Ainsi nourrit, mon esprit enfin éclairé, pouvait également se délecter des nombreuses références qui parsèment d’autres œuvres et d’autres artistes, transcendés par le romancier de Providence.

LES GRANDS ANCIENS

Et puis il y a, bien sûr, l’épicentre de la mythologie «lovecraftienne» avec l’incontournable «l’Appel de Cthulhu», nouvelle publiée en février 1928 dans le magazine Weird Tales.

Cette nouvelle, plaçant les bases de la mythologie des Grands Anciens et du culte qu’il leur est voué, devient l’œuvre fondatrice du «Mythe de Cthulhu», un univers de fiction partagé par de nombreux auteurs dans les domaines de la littérature, du jeu de rôle, ou encore de la bande dessinée.

Il était donc temps, à mon tour, de tenter une réinterprétation toute personnelle du Mythe et m’apprêtais alors, en ce mois de Novembre 2018, à lui donner vie sur le papier en posant fébrilement les premiers petits points noirs.

CHAT NOIR, PANDÉMIE ET RENAISSANCE

2019 fut une année charnière. Il était temps pour moi de mettre enfin dans la lumière mes créations visuelles, de rendre un hommage à ma Grand-Mère disparue et de poursuivre mes collaborations artistiques, le tout au travers d’un site web dédié… Beaucoup de projets et peu de temps…

CTHULHU, qui venait tout juste d’ouvrir les yeux, devrait encore rêver et attendre!

2020 est venue, puis repartie, laissant derrière elle un parfum amer de rêves brisés, de convivialité perdue et de libertés envolées. Le virus se répand, l’isolement se resserre. Et même si je ne contracte pas la maladie, j’en ressens les symptômes : j’ai perdu le goût de la création. Mes émotions se jouent de moi, je suis dans un roller-coaster que je ne maîtrise pas.

Depuis ma table à dessin toute proche, CTHULHU attends et observe mon mal-être…
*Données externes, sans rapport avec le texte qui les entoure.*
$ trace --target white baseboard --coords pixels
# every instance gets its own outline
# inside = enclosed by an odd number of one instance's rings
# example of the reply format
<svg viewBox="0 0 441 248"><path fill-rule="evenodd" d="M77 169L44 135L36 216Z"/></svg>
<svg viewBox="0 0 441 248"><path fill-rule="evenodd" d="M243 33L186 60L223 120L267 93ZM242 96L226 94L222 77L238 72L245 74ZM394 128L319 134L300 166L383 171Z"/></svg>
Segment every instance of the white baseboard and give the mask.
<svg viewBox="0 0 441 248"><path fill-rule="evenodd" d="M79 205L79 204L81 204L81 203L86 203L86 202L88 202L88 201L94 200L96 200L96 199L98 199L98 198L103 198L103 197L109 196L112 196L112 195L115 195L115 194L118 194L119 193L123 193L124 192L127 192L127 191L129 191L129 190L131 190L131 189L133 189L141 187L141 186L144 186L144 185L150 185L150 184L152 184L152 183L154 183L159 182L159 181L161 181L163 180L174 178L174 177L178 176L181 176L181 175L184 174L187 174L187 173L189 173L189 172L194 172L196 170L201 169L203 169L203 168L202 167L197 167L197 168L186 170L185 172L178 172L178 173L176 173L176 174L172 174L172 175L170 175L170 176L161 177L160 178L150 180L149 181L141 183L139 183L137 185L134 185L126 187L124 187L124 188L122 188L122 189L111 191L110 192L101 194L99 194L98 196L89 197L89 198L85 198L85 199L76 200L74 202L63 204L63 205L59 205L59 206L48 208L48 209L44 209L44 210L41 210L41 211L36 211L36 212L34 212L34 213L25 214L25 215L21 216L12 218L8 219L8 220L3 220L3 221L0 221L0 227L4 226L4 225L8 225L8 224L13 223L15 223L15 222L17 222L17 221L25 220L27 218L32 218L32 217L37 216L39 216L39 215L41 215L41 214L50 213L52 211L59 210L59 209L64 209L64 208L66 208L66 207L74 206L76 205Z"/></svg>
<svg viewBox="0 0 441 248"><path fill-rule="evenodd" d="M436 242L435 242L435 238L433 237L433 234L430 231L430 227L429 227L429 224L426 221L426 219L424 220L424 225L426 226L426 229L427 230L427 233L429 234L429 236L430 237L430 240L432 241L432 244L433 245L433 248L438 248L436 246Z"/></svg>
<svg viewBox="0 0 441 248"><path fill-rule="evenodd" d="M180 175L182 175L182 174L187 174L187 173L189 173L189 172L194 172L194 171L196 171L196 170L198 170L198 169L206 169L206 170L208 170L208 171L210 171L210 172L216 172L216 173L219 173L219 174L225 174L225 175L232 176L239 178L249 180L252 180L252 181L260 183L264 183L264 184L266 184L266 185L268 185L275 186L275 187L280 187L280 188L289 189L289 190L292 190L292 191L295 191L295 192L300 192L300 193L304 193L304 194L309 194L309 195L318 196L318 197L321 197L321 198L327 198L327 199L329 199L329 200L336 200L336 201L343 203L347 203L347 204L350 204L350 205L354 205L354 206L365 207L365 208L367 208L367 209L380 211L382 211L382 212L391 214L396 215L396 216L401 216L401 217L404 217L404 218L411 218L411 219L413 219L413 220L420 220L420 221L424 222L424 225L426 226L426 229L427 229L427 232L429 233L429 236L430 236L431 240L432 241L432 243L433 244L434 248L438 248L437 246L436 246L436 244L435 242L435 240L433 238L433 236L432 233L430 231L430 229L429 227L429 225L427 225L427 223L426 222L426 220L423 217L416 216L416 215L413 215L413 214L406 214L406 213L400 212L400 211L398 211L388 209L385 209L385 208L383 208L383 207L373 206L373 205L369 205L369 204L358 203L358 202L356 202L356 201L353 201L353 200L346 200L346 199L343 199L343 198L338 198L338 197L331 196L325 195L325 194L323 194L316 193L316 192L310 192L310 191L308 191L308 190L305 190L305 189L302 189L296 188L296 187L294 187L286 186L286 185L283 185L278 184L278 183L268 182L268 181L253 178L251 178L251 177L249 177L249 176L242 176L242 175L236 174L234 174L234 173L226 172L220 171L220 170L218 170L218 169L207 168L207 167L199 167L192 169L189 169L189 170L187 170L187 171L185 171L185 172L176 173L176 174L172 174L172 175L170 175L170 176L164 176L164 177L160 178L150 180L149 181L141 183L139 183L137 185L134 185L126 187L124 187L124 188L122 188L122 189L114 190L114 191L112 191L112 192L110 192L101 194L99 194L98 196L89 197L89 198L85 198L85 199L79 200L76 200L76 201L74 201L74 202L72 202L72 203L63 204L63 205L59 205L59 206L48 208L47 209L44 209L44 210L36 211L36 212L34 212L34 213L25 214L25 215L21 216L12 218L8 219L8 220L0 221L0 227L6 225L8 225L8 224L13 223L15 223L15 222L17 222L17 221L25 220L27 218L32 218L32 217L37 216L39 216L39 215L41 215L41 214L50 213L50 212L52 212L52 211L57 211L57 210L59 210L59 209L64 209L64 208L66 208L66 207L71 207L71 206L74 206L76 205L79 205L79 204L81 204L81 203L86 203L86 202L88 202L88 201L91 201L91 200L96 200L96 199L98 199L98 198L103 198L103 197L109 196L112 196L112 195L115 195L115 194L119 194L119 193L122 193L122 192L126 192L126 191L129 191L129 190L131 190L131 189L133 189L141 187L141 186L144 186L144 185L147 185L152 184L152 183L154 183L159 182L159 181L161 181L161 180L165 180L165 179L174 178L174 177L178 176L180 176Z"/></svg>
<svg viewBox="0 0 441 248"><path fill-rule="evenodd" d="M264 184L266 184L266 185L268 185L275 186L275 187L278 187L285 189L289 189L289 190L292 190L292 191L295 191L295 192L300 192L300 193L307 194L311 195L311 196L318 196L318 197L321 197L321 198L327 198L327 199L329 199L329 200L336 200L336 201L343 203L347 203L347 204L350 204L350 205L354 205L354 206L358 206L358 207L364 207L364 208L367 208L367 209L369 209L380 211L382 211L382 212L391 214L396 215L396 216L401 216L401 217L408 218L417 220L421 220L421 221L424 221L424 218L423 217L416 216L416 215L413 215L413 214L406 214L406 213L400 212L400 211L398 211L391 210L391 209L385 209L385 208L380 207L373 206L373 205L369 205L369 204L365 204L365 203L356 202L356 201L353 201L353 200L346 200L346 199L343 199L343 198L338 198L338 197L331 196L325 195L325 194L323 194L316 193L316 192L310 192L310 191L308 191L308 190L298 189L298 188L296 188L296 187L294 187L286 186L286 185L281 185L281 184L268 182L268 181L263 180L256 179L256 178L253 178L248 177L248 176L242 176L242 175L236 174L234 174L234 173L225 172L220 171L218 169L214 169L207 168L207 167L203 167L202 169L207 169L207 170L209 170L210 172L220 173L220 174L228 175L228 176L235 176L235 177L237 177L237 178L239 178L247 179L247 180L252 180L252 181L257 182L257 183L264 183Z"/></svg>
2021 commence sur un profond choc émotionnel et une salve d’encouragements de proches m’incitant à reprendre le chemin de la création… Le traitement semble efficace… CTHULHU apparait alors sous le regard de son créateur et prends enfin vie, après plus de deux ans de gestation. Nous sommes en Février, j’ai retrouvé le goût de créer!

Finalement, après avoir apposé la signature rouge qui est la mienne, il aura fallu plus de 70 heures de petits points noirs répartis sur 26 mois pour vous permettre enfin de découvrir cet hommage consacré à H.P. LOVECRAFT : CHTHULHU RISING.